We did it and at first it reminded me of how, when I was a child, my mother would have me inhale pine needle oil to cure a chest cold. The effect of freebasing was different, although if someone had told me it cured colds I wouldn't have argued. It was quite blissful for a time and we were impelled toward animated chatter. I commenced to instruct Lucy on the joys of marriage, for which I was then an enthusiast. She soared with me; her eyes flashed. In this state she was always something to see.
"I'm so happy for you. No, I'm really not. Yes I am."

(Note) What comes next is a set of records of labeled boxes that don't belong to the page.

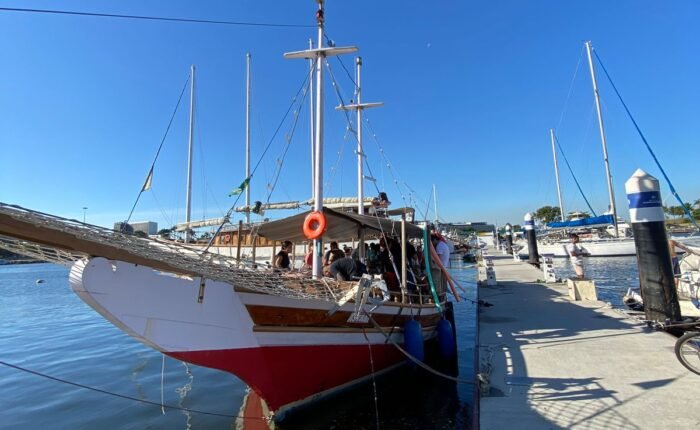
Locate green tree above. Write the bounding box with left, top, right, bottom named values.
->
left=158, top=228, right=173, bottom=239
left=534, top=206, right=561, bottom=224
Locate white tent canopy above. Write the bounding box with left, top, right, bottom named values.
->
left=258, top=208, right=423, bottom=242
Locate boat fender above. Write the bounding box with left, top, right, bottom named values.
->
left=437, top=319, right=455, bottom=359
left=403, top=320, right=425, bottom=361
left=303, top=211, right=326, bottom=240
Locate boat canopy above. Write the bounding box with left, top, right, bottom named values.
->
left=258, top=208, right=423, bottom=242
left=547, top=215, right=614, bottom=228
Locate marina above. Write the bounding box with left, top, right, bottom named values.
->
left=479, top=256, right=700, bottom=429
left=0, top=0, right=700, bottom=430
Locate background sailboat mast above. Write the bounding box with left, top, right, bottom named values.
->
left=309, top=39, right=316, bottom=196
left=433, top=184, right=440, bottom=228
left=549, top=128, right=566, bottom=222
left=586, top=41, right=618, bottom=237
left=284, top=0, right=357, bottom=278
left=185, top=64, right=194, bottom=243
left=311, top=1, right=325, bottom=278
left=245, top=52, right=250, bottom=224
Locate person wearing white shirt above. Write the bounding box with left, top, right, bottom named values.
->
left=431, top=235, right=450, bottom=268
left=566, top=233, right=587, bottom=279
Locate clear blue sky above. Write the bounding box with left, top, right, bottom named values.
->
left=0, top=0, right=700, bottom=227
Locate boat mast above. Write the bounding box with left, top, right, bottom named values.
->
left=309, top=39, right=316, bottom=197
left=433, top=184, right=440, bottom=228
left=586, top=40, right=619, bottom=237
left=336, top=57, right=384, bottom=261
left=549, top=128, right=566, bottom=222
left=284, top=0, right=357, bottom=278
left=245, top=52, right=250, bottom=224
left=185, top=64, right=194, bottom=243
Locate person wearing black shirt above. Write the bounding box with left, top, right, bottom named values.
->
left=273, top=240, right=292, bottom=270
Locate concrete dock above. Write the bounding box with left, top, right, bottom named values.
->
left=479, top=255, right=700, bottom=430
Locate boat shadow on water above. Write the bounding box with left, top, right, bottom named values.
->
left=275, top=363, right=471, bottom=430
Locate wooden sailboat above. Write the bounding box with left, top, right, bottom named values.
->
left=0, top=1, right=454, bottom=420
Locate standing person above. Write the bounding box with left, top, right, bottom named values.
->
left=304, top=240, right=314, bottom=268
left=273, top=240, right=292, bottom=270
left=566, top=233, right=586, bottom=279
left=431, top=234, right=450, bottom=268
left=323, top=241, right=345, bottom=266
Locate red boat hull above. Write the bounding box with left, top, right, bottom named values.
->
left=166, top=344, right=404, bottom=411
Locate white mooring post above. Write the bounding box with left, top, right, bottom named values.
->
left=541, top=254, right=557, bottom=284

We smoked for an hour or more. As she plied the hanger end to scrape residue from the filter and stem, she told me about her career prospects, which seemed stellar. She had been cast for what seemed a good part in a film by a notoriously eccentric but gifted director who had assembled a kind of repertory company for his pictures. Some of these made money, some tanked, but all of them got some respect. For Lucy, this job was a good thing. And not only was there the film part. As schedules permitted, she was going to do Elena in Uncle Vanya at a prestigious neighborhood playhouse. I rejoiced for her. As I was leaving, supremely confident and looking forward to the drive, I kissed her. Her response seemed less sensual than emotional. I was hurt, although I had no intention of suggesting anything beyond our embrace. Sometimes you just don't know what you want.